I don’t think it will work out optimally for either entity, but the writing has been on the wall since the Chewy IPO. Chewy and PetSmart needed to be a fully integrated entity. PetSmart was a digital laggard before the acquisition, and any progress they were trying/hoping to make in digital got quickly waylaid by Chewy’s digital team. When they IPOed Chewy, they were left with two siloed organizations that couldn’t leverage each other.

The pet category is now digital-first. 1.6 million new pet owners were created by COVID-19 and all started their experience getting their food/supplies online. Digital share in pets went up over 10 percent as a direct result of COVID-19. So to compete in pet moving forward, you need a robust digital experience. PetSmart is further behind digitally than they were pre-Chewy acquisition, and now saddled with a ton of debt, so it’s going to be hard for them to play digital catch-up.

Chewy is going to need to complete with strong omnichannel offerings from Walmart and Target that have significant cost structure advantages by fulfilling from stores.

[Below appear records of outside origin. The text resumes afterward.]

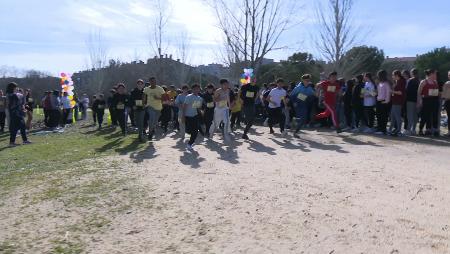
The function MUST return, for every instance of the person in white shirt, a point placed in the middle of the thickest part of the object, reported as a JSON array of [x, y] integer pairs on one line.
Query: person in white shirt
[[222, 109], [277, 100]]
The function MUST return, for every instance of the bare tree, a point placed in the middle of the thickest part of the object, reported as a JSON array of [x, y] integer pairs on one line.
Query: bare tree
[[337, 33], [252, 28], [98, 56]]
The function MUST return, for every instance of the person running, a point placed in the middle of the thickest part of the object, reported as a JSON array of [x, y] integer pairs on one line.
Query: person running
[[222, 108], [208, 108], [411, 101], [276, 97], [428, 100], [398, 100], [179, 102], [191, 106], [99, 106], [446, 98], [16, 108], [300, 97], [2, 111], [330, 89], [153, 102], [358, 103], [248, 95], [121, 102], [137, 102]]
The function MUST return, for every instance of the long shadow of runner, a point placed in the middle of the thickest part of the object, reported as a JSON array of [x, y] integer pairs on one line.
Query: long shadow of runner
[[228, 154], [317, 145], [287, 144]]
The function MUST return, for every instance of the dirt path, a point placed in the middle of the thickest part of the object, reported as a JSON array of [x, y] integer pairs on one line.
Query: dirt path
[[318, 194]]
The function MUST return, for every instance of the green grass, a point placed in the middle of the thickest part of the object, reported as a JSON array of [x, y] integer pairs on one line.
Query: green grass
[[59, 152]]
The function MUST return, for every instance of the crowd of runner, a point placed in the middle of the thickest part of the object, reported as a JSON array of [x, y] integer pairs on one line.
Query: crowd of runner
[[364, 104]]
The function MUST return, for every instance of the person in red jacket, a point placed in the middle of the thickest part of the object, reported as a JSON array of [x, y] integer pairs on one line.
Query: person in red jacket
[[331, 89]]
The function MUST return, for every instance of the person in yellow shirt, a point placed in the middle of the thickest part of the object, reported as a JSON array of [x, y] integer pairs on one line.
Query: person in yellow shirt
[[153, 102]]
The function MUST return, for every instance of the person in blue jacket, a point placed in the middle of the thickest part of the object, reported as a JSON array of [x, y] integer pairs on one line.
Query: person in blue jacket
[[300, 97]]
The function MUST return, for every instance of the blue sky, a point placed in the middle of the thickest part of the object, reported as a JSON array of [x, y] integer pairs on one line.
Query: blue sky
[[50, 35]]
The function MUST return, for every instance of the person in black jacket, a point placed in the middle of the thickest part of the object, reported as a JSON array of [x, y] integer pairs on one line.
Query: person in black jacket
[[98, 107], [136, 97], [121, 103], [358, 102]]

It’s a missed opportunity for both.

Ken Lonyai
Member
3 years ago

The acquisition was the classical management attempt to buy their way to success/profitability in an area they were underserving. Sometimes it doesn’t work. In fact, this reminds me of the Walmart Jet acquisition, but I think even in a bad mix of cultures, Walmart received some gains that PetSmart did not.

Essentially, everything is being reset to where it was pre-acquisition, except for some financial wounds sustained and potential lessons lost(?) on PetSmart. Anyone that wants to be a sustainable/profitable retailer or e-tailer has to understand customer needs and attempt every day to exceed them while staying in the black.

Peter Charness
Trusted Member
3 years ago

I’m a bit puzzled actually (it’s Friday). Given the logic of unified commerce and the importance of providing customers what they want in whatever mode they choose to acquire product, splitting a successful online capability from an in-store one rather than creating a unified brand/experience seems counter-intuitive. But this seems to be purely a financial transaction and that is seldom based on what’s good for the customer or the store associates.

Matthew Pavich
3 years ago

As others have posted, this demonstrates a missed opportunity. PetSmart was a leader for in-store experience and Chewy provided an opportunity to really accelerate online sales and grow share. The inability to fully integrate the two into a multi-banner, omnichannel strategy to leverage those strengths and capabilities is unfortunate. It remains to be seen if the split will benefit the two parties, but it is clearly a bold move to sell off your ecommerce side in this current business environment.

Craig Sundstrom
Craig Sundstrom
Noble Member
3 years ago

It seldom looks good when something is UN-done so quickly: if the idea was a good one initially, then what’s changed? And if it wasn’t, then what does that say about the competency of management?

Ricardo Belmar
Active Member
3 years ago

I’m not sure either entity wins out in the end. There were obvious synergies that should have been realized over the past 3 years. Clearly, that did not happen. They remained siloed and failed to leverage each other’s strengths. PetSmart was not digitally savvy, while Chewy lacked stores, which ultimately would hinder their growth in this market.

Then COVID happened and changed everything.

Pet owners seem to have discovered a new friend with online pet supplies. Chewy is obviously better positioned to capitalize on that. Still, without the benefit of a store footprint to facilitate distribution in an equivalent way Target has done, I don’t see them having long-term success in a post-pandemic world.

PetSmart is going to be saddled with a mountain of debt, and we’ve seen this story play out many times over. Unfortunately, the ending is usually a tragic one, and since there isn’t much evidence that PetSmart learned some digital know-how from Chewy, I don’t expect the outlook to be a good one for them.